It is this question that this issue primarily addresses.
#Photo police journal how to#
Yet despite the diversity of interdisciplinary insights into police reform initiatives across the globe, the question of how to establish effective, legitimate, and accountable, policing remains elusive. From anthropology to conflict studies to law and beyond, scholars and practitioners are continuously trying to analyse and bring about positive change in relationships between police and citizens. The urgent need to better understand and address policing is further evidenced by the wide array of academic disciplines and fields of scholarship tackling the subject. Although demands for transformative police reform has grown, the responses aimed at true transformation remain limited. As the global experiences touched upon in this special issue show, the quest towards better policing (and whatever that may be) is a difficult and confrontational challenge, but one that needs to be faced. In this special issue, which draws on papers largely written before the 2020 events, we argue that policing practices should be studied critically and that reform needs to be considered through a transformative lens that employs a multi-agency and long-term approach. ‘Blue Lives Matter’ and ‘All Lives Matter’ (see Lynch, 2018 Solomon and Martin, 2019 Mason, 2020), further testifying the multiplicity of perspectives on what policing should and can be. Calls for ‘defunding’ have been further problematized by counter-voices, such as Grassroots activists and social movements” ( Akarsu 2020), and essentially, are about devolving responsibilityįor public safety to local communities. Calls for ‘de-funding’ have been further problematized by counter-voices, such as Grassroots activists and social movements, and essentially, are about devolving responsibility for public safety to local communities. Instead of technocratic fixes of policy experts, ‘defund’ and ‘abolish’ calls centre on demands of For others, it serves as an aspirational vision, involving a possibility to think of public safety outside of punitive security logics and apparatuses. For some, abolitionism entails the literal end of traditional police institutions-with its funding withdrawn and infrastructures dissolved.

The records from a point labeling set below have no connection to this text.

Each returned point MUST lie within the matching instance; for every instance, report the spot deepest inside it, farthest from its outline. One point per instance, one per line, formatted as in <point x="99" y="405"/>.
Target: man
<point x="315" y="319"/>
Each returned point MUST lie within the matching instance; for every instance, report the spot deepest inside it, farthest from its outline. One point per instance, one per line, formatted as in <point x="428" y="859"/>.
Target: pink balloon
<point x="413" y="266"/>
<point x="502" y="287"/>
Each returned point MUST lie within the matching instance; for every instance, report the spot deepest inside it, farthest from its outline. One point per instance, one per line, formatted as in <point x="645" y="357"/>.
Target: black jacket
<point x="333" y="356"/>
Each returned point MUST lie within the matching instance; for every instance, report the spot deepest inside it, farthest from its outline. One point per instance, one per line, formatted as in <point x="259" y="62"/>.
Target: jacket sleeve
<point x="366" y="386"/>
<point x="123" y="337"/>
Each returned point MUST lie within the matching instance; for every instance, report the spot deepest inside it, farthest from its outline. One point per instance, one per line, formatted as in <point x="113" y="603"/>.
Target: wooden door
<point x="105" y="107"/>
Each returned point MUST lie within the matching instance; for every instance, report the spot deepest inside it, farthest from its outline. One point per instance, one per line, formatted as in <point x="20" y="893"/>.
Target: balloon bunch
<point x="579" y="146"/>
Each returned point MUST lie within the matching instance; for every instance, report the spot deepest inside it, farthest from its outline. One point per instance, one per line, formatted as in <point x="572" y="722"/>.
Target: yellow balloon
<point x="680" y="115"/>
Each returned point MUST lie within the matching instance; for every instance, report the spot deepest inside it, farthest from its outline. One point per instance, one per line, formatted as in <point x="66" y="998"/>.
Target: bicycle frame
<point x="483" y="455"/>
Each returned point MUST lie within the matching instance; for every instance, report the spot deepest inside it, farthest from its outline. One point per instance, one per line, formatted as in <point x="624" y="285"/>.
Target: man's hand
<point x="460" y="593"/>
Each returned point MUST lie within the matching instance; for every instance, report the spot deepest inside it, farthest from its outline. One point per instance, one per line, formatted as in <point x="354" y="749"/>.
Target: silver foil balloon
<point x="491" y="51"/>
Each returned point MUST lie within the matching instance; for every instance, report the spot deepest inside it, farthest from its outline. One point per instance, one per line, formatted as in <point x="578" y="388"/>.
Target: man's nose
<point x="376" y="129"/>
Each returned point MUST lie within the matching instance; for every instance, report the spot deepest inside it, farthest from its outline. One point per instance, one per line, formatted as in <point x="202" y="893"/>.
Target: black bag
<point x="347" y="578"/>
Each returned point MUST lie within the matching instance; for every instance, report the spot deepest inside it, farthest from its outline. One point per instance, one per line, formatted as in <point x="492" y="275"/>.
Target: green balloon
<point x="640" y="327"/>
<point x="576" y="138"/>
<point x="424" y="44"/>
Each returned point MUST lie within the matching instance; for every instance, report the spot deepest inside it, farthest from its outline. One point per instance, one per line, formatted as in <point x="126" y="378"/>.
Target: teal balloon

As the quote above demonstrates, this has prompted a rethinking of the role of the police in society from the ground up and has resulted in many demands to defund, dismantle, or abolish police departments (see McDowell and Fernandez, 2018 Ralph, 2020 Rushin and Roger, 2020).

In addition to shining a light on the disproportionate use of force against people of colour, the BLM movement has highlighted the institutional and structural racism shaping such acts, thereby reaffirming existing understandings that police behaviour and practices are shaped mainly by larger societal structures and conditions. The footage went viral and resulted in (non)violent protests across the USA and spread to cities around the world, making it the most broad-based civil rights movement in US history ( Ralph, 2020 Parsons et al., 2021). A video showed four police officers detaining him, while he was handcuffed and pinned on the ground, face down and begging for his life and telling the cops: ‘I can’t breathe’. The BLM-protests gained further momentum after George Floyd’s death in May 2020, yet another unarmed Black male killed by the police. This is largely due to the scope and impact of the Black Lives Matter (BLM) movement, a social movement founded in 2013 as a response to the death of Trayvon Martin, an unarmed African American teenager ( Bonilla and Jonathan, 2015 Chernega, 2016 Crusto, 2020 Parsons et al., 2021). Although such hostile interactions are not a new phenomenon, recent events have heightened their public awareness and global presence. Weekly news reports from around the world tell of unrest between individuals, communities, and police officers. Transformation that will hold law enforcement accountable for the violence they inflict, transformation of this racist system that breeds corruption, and transformation that ensures our people are not left behind’ ( Black Lives Matter, 2020).